The Stoke and Copeland by-elections show that the ruling Conservative party does not need to worry about Labour or UKIP for quite some time.
And one frontbench Tory MP summed up to Business Insider why Tories “worry not” about UKIP and that Copeland sums up why the Conservative party is sealing itself as a party that can win seats across the whole of the UK:
“Some of the people who vote UKIP will never vote for us so some splitting of the anti-Labour vote is inevitable and if people who will never vote Tory are voting UKIP rather than Labour that is still helping us.”
“Copeland shows it is not going to stop us gaining Labour seats in those places where we are clearly seen as the challenger.”
His comments do stack up.
The Conservatives made history by smashing Labour in its heartland by winning the Copeland seat as well as increasing its share of the votes. Trudy Harrison for the Conservative party not only beat Labour’s Gillian Troughton with 13,748 votes to 11,601 on a turnout of 51% – she also boosted vote share by 8.5%.
Copeland shows it is not going to stop us gaining Labour seats in those places where we are clearly seen as the challenger
This is a huge deal because, as my colleague Adam Bienkov pointed out:
1. For a governing party to gain a by-election from the opposition is rare enough - the last time was in 1982.
2. To do so on this scale is almost unprecedented. Election analyst Matt Singh wrote earlier this weekthat the last comparable by-election victory was way back in 1876.
On top of that, this should be a seat that Labour would not have even considered a hard fight.

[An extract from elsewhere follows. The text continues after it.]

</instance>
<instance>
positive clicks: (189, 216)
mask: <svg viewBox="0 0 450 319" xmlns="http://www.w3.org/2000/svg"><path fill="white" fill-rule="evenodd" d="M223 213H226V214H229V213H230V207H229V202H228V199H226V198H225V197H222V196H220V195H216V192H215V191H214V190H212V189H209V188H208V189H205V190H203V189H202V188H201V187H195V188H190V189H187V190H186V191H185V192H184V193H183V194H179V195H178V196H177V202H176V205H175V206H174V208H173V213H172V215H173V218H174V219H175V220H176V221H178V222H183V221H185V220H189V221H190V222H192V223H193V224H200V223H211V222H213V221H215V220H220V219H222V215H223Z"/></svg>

The same could be said about Stoke.
In Stoke, the second of the most important by-elections in recent political history, the Tories lost to Labour, but there were some very interesting readings in a hotly contested seat.
Firstly, like Copeland but even more so, Stoke should have been an easy seat to keep.
Robert Jenrick, Conservative MP for Newark, summed up perfectly in a TV interview with Sky News early Friday morning, that the fact that Stoke, which should be a "done deal" for Labour, has the level of national media attention that it does is because people are disillusioned with Labour.
The seat is highly representative of its core membership but at one point UKIP's Paul Nuttall was the favourite to win over Labour - that is huge.
But arguably, it was only because Nuttall self-sabotaged himself - without even knowing about it, through a campaign that showcased a litany of scandals - that allowed Labour to recoup some its votes.
Labour's Gareth Snell won in the end but take a look at the numbers:
The margins between the parties have narrowed and the Tories and UKIP gained in a constituency where Labour should be having total control over - not losing votes or even having the worry about losing it.
Even more interestingly, less than 100 votes were in it for the Tories to be second place.
Both constituencies provided a significant window into the thinking of Britain's electorate right now and in both cases, despite not actually gaining a seat in Stoke, it looks pretty rosy for the Tories.